Zakaz nazw zwierząt dla wegańskich produktów

Zdaniem sędziów, nazwa odnosząca się do określonego gatunku zwierzęcia może sugerować, że produkt zawiera mięso, podczas gdy w rzeczywistości tak nie jest. W opinii sądu to forma nieuczciwego oznakowania.
Szwajcaria zabrania, ale tylko w pewnym zakresie
W Szwajcarii nie będzie już można nazywać roślinnych zamienników mięsa nazwami odnoszącymi się do konkretnych gatunków zwierząt. Taką decyzję podjął na początku maja Szwajcarski Federalny Sąd Najwyższy, kończąc spór prawny wokół nazewnictwa produktów firmy Planted Foods AG, która oferowała swoje wyroby m.in. pod nazwą „planted.chicken”.

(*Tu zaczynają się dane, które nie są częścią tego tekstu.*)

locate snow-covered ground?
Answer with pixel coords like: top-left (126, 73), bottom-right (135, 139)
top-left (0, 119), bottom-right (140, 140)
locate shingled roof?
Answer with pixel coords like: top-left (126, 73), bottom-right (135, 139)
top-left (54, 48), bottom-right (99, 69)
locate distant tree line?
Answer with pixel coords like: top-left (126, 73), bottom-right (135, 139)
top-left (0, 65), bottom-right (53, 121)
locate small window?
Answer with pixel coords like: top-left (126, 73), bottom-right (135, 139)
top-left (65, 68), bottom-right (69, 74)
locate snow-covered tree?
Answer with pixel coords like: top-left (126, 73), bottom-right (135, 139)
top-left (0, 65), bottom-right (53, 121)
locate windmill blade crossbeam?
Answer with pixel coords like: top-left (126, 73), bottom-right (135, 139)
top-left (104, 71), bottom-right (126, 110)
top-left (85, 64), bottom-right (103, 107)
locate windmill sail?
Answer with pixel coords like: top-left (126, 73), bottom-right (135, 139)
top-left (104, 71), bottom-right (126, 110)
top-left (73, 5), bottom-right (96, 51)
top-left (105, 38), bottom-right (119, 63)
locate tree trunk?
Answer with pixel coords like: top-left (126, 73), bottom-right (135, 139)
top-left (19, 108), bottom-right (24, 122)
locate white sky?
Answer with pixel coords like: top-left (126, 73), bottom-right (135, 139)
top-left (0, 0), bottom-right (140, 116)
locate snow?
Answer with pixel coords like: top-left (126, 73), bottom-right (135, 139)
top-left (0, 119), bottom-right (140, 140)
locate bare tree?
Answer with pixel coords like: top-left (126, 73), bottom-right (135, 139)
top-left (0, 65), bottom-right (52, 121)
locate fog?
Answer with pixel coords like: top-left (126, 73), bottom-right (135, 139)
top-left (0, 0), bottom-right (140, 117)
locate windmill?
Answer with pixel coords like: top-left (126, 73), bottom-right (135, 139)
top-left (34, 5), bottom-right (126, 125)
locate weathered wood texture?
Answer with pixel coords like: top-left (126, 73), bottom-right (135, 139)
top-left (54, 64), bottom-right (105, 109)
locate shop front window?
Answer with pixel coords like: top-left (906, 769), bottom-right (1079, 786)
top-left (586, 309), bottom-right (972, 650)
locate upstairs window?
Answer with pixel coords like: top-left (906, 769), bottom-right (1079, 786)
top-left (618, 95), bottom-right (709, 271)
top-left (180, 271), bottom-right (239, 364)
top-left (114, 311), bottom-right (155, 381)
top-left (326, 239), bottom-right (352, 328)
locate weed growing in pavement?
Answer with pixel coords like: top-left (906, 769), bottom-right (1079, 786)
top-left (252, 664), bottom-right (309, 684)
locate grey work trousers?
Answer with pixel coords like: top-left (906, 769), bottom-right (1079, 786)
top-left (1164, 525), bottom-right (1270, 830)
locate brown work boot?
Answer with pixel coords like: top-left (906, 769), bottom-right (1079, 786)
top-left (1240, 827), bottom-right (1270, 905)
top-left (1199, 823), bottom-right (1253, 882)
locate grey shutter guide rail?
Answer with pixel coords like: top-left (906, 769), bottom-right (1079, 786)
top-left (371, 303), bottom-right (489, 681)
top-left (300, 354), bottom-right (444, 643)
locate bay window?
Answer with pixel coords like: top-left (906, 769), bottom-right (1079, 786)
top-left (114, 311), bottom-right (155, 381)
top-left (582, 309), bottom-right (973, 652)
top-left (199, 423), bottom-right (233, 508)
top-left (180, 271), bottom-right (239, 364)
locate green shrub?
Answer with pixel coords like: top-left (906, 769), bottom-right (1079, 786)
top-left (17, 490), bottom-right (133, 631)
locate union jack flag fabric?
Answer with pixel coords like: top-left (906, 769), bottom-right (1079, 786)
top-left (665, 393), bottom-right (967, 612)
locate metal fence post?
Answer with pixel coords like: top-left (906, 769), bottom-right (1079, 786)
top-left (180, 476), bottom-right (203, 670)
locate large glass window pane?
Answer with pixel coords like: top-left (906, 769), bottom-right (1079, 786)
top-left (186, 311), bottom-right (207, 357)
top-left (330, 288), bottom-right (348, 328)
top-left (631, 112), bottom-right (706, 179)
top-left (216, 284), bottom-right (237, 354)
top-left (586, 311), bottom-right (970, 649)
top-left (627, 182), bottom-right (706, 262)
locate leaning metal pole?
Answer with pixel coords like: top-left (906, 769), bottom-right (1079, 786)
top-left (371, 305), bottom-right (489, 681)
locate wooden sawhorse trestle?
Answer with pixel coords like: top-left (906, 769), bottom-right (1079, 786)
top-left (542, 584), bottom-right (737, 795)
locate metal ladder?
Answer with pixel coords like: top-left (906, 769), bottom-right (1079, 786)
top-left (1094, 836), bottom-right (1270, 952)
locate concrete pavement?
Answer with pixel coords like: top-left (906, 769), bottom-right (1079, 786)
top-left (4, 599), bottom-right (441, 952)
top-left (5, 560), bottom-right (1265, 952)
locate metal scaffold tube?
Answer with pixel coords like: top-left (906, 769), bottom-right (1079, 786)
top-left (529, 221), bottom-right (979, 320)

Nowy zakaz dotyczy jedynie nazw konkretnych gatunków zwierząt. Oznacza to, że producenci nadal będą mogli stosować ogólne określenia, takie jak „wegańska kiełbasa” czy „roślinna szynka”. Władze nie zamierzają na tym etapie zakazywać nazw odnoszących się do formy lub typu produktu, o ile nie zawierają w sobie odniesień do konkretnych zwierząt.
Czy UE weźmie przykład
Decyzja może mieć szerokie konsekwencje dla rynku roślinnych zamienników mięsa w Europie. Szwajcaria, choć niebędąca członkiem UE, często wyznacza kierunki w etykietowaniu i marketingu żywności. Eksperci prognozują, że podobne regulacje mogą pojawić się również w innych krajach europejskich.